23 de noviembre

Le conté a María que su padre me dio dinero.

—¿Crees que soy una puta? —dijo.

—¡Por supuesto que no!

—¡Pues entonces no aceptes la lana de ese viejo loco! —dijo.

Esta tarde fuimos a una conferencia de Octavio Paz. En el metro María no me dirigió la palabra. Nos acompañó Angélica y allí, en la Capilla Alfonsina, nos encontramos con Ernesto San Epifanio. A la salida nos metimos en un restaurante de la calle Palma atendido por octogenarios. El restaurante se llamaba La Palma de la Vida. De pronto me sentí atrapado. Los meseros, que de un momento a otro se iban a morir, la indiferencia de María, como si ya se hubiera cansado de mí, la sonrisa de San Epifanio, lejana e irónica, e incluso Angélica que estaba igual que siempre, me parecieron una trampa, un comentario jocoso sobre mi propia existencia.

Para colmo, según ellos, yo no había entendido nada de la conferencia de Octavio Paz y puede que tuvieran razón, sólo me había fijado en las manos del poeta que llevaban el compás de las palabras que iba leyendo, seguramente un tic adquirido en su adolescencia.

—Este chavo es un compendio de incultura —dijo María—, el ejemplar típico de la Facultad de Derecho.

Preferí no contestarle. (Aunque se me ocurrieron varias respuestas.) ¿En qué pensé entonces? En mi camisa que apestaba. En el dinero de Quim Font. En la poeta Laura Damián muerta tan joven. En la mano derecha de Octavio Paz, en sus dedos índice y medio, en su dedo anular, en sus dedos pulgar y meñique que cortaban el aire de la Capilla como si en ello nos fuera la vida. También pensé en mi casa y en mi cama.

Después aparecieron dos tipos de pelo largo y pantalones de cuero. Parecían músicos pero eran estudiantes de la Escuela de Danza.

Durante mucho rato dejé de existir.

—¿Por qué me odias, María? ¿Qué te he hecho? —le pregunté al oído.

Ella me miró como si le hablara desde otro planeta. No seas ridículo, dijo.

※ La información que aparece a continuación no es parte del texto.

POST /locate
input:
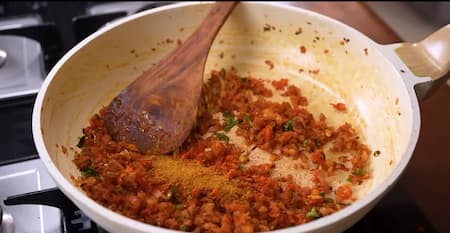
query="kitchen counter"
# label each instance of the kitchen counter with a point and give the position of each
(426, 176)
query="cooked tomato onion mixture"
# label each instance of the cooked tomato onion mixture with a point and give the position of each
(211, 184)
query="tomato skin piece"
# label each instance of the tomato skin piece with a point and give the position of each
(341, 107)
(344, 192)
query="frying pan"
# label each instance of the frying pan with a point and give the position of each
(378, 87)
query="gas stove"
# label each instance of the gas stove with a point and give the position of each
(33, 36)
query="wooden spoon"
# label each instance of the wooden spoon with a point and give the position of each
(157, 111)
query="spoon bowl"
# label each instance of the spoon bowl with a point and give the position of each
(156, 112)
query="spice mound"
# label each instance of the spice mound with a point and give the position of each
(256, 160)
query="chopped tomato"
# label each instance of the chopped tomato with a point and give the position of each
(340, 107)
(344, 192)
(280, 84)
(318, 157)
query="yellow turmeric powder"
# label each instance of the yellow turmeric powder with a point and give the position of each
(192, 175)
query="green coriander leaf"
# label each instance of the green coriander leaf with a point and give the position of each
(313, 213)
(88, 172)
(230, 121)
(81, 141)
(289, 126)
(359, 172)
(305, 143)
(248, 120)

Ernesto San Epifanio escuchó su respuesta y me sonrió de una forma inquietante. ¡En realidad todo el mundo la escuchó y todos me sonrieron como si yo me estuviera volviendo loco! Creo que cerré los ojos. Intenté meterme en alguna conversación. Intenté hablar de los poetas real visceralistas. Los seudomúsicos se rieron. En algún momento María besó a uno de ellos y Ernesto San Epifanio me dio unas palmadas en la espalda. Recuerdo que le atrapé la mano en el aire o le agarré el codo y le dije mirándolo a los ojos que se estuviera tranquilo, que yo no necesitaba ninguna clase de consuelo. Recuerdo que María y Angélica decidieron irse con los bailarines. Recuerdo haberme oído gritar en algún momento de la noche:

—¡La pasta de tu padre me la gané!

Pero no recuerdo si estaba María para escucharme o si para entonces ya estaba solo.